Awarded by the Motor Neurone Disease Research Institute of Australia, the Roth Foundation MND Research Grant will assist researchers Dr Mary-Louise Rogers (pictured) and Emeritus Professor Robert Rush (pictured) to test a novel treatment that could eventually lead to a potential therapy for the disease.
Motor neurone disease, also called amyotrophic lateral sclerosis, is a neurodegenerative disease which causes the death of motor nerve cells within the spinal cord and brain that are responsible for controlling muscle movement.
In Australia one person dies from the condition each day while another is diagnosed, and with no effective treatment available to reverse or halt the disease most patients only live an average of three years after diagnosis.
Professor Rush said the novel therapy developed by the researchers, called immunogenes, may enable antibodies to shoot genes, missile-like, into the nerves to stop the production of toxic proteins which are a known cause of motor neurone disease in about 10-15 per cent of cases.
“About 90 per cent of cases arise spontaneously but we know that in a small number of patients, motor neuron disease occurs when there is an overproduction of bad proteins which causes the nerve cells to die,” Professor Rush, from the Human Physiology department, said.

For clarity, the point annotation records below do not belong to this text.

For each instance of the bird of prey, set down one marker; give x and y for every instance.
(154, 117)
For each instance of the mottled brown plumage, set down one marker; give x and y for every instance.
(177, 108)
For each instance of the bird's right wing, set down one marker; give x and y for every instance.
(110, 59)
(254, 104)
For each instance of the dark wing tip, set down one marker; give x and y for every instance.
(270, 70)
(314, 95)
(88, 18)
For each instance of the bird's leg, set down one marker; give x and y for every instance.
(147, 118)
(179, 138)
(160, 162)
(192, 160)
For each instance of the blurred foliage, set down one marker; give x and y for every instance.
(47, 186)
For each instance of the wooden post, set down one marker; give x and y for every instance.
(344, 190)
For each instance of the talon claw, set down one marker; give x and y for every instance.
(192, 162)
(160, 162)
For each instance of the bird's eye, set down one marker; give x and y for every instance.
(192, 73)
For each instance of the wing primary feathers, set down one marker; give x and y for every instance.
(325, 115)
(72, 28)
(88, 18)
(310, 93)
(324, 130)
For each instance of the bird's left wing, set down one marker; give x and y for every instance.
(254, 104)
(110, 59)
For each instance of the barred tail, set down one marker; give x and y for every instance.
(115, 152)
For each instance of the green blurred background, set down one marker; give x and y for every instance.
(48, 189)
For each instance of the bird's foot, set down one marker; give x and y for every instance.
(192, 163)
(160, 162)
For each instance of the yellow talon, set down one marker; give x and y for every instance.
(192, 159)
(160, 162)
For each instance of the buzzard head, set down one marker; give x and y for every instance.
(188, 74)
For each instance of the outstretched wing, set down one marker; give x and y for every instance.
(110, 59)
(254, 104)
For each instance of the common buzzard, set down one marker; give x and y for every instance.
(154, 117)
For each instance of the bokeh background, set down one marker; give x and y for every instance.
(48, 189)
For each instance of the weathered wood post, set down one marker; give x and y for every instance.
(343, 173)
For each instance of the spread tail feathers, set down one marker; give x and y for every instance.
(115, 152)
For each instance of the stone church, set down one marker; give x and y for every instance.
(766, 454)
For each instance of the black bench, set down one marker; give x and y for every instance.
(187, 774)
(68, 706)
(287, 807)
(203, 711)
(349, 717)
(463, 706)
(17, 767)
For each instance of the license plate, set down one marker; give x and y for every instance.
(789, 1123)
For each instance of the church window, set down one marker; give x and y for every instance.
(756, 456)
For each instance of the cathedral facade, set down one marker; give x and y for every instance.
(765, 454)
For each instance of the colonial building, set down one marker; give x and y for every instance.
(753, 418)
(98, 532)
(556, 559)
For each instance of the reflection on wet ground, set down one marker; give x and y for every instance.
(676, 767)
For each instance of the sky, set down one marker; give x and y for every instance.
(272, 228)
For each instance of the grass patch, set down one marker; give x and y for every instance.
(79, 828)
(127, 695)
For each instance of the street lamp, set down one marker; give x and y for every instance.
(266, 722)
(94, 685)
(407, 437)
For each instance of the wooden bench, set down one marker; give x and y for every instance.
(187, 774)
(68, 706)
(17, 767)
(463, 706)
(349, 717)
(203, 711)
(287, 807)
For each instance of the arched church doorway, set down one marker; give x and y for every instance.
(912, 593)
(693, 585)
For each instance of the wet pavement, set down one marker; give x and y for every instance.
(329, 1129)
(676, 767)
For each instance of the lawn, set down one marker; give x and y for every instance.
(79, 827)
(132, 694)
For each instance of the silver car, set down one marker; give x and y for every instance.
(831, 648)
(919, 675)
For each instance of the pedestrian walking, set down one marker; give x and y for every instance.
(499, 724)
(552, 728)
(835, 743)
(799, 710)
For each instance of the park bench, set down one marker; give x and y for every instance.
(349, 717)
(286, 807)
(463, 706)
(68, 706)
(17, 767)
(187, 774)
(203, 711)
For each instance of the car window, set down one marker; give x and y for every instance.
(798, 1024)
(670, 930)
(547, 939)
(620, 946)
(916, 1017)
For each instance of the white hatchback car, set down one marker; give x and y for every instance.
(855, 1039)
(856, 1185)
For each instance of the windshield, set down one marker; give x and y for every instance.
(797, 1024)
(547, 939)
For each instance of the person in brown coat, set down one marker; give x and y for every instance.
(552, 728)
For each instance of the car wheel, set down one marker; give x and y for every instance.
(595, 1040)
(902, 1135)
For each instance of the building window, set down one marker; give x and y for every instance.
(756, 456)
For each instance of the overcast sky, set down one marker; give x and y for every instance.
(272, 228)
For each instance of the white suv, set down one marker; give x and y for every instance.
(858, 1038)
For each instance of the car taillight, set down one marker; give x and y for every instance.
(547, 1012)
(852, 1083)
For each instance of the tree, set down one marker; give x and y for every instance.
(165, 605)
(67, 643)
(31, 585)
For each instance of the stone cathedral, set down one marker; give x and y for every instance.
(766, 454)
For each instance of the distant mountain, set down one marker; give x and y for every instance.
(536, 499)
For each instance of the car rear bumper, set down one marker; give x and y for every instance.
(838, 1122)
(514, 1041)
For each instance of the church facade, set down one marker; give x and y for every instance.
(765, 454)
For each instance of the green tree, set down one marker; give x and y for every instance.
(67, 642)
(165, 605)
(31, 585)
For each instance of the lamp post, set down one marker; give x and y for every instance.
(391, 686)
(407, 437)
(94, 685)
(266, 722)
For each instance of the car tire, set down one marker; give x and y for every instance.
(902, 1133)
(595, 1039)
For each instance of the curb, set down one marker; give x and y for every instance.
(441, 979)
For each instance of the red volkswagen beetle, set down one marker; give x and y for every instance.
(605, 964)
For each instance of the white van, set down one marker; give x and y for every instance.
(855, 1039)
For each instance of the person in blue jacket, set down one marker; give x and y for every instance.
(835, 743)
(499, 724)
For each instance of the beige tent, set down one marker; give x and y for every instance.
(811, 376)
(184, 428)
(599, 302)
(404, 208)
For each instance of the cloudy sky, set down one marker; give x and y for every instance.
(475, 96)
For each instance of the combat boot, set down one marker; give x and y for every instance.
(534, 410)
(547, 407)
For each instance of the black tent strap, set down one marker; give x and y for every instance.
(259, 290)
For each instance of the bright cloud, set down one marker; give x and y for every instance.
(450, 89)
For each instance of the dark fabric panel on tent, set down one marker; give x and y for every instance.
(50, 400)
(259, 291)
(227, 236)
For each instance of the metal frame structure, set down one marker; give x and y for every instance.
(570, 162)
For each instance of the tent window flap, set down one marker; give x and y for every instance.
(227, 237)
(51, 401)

“But we’ve altered the antibody that targets the motor neuron so that it can carry a gene, and this antibody is like a missile in that it shoots directly into the neuron and acts as an inhibiting agent that prevents toxic protein from being produced,” he said.
Professor Rush said the funding, which follows an initial Roth Foundation grant of $90,000 in 2011, would allow the research team to trial the therapy in animals and, eventually, humans.
In another breakthrough, Dr Rogers and Professor Rush are embarking on a groundbreaking new study to test for a “biomarker” in blood and urine samples of people with motor neurone disease.
At present, the only way to establish stages of the condition is by visual assessment and some invasive techniques such as muscle biopsies.
“Because it’s such a horrible disease it’s really important to find a cure, and if we have some way of knowing if drugs, including our gene therapy, is working or not we can get those medications pushed through the clinical trial process a lot quicker,” Dr Rogers said.
“And if we can tell from the biomarker that someone has the disease before the symptoms show up we also might be able to treat them earlier.”
The research, Dr Rogers said, is being supported by a $16,000 Flinders Medical Centre Foundation Seeding Grant and involves PhD candidate Stephanie Shepheard, the first and only Flinders student to receive an Australian Rotary Health Neville and Jeanne York PhD Scholarship for Motor Neuron Disease.